Thank you, witnesses, for coming.
We've heard a number of comments this morning asking whether contracts were signed, whether invoices were given out--I guess this seems to be the angle the jury is going at--when in fact I asked yesterday for documentation of where in the act it says that an individual candidate has to have a contract signed. There is no such thing, so don't be misled by the questioning.
I want to read you an example, very quickly, of some evidence I have from Elections Canada's records. I'm going to read it very specifically. What I'm after is this. I want to know how this is different. I want you to pay attention to the fact that there were no invoices in this thing, that in fact in this example it was an organized national advertising campaign, but paid for and expensed at the local level.
Having said that, let me read from Election Canada's own records. This is actually an affidavit too. It's in an affidavit before a real court. It says: “There was a regional media buy for all New Brunswick Liberal candidates in the 2006 election. The local campaign of Dominic LeBlanc in the 2006 election, where Mr. LeBlanc was elected as a Member of Parliament, apparently”—and I'm stressing that “apparently”—“participated in this regional buy organized by the national party.”
The documentation on record at Elections Canada in relation to one of the participating campaigns is attached as exhibit 30, if anybody wants to look that up. Exhibit 30 is a copy provided by Elections Canada of the cheque from the local official agent in payment of the ad. The cheque is made out to the Liberal Party.

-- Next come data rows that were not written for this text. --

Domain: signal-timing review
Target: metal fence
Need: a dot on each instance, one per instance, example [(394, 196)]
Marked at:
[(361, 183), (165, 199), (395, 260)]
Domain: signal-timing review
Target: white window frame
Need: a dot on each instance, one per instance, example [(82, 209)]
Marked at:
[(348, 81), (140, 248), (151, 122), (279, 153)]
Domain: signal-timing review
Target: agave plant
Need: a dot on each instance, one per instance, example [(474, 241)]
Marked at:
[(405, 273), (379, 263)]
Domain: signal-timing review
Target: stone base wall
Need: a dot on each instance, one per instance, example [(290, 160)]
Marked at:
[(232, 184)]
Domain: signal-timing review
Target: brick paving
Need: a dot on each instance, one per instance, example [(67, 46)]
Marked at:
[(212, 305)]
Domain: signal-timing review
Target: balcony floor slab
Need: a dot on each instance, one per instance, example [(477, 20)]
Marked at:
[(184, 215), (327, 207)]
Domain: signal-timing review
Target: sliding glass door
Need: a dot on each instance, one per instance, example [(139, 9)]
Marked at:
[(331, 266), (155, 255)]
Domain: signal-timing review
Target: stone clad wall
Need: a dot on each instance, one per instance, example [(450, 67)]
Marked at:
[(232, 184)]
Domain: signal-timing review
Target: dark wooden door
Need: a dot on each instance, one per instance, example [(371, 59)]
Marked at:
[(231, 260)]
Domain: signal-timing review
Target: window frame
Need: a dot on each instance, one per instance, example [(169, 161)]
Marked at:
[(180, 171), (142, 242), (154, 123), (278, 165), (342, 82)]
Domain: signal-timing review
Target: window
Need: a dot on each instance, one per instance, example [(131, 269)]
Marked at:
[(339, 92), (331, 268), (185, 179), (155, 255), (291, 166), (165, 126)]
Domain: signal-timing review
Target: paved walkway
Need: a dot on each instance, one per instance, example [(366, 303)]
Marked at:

Now, also on that list is Mr. Hubbard, across the way. I can tell you they've been very successful in voting against having any of this information released at this forum. The content of the ads, except for the tag lines.... Monsieur Jean-Pierre Kingsley has said—he is the past Chief Electoral Officer—the content of the ad is not relevant; the tag line is all that's relevant to make it local. So these guys at least did that; they at least put the tag line on. But the ads themselves are entirely national.
Now, here's the interesting thing. Despite the fact that the Liberal Party memo referred to above indicates that local campaigns were to pay for the national party cost of the ad--I want to point this out in defence of Monsieur LeBlanc--there is no apparent listing of any payment for these ads in Mr. LeBlanc's case. Now, I don't know whether that means he did pay it and there's no record of it; I don't know what it means. But what I can tell you is that the ads stated that his campaign paid for it.
Now, this is concerning me, because apart from the non-compliance of Mr. LeBlanc, the Liberal regional media buy was accepted by Elections Canada nonetheless, and it shares identical similarities to what we're talking about here today.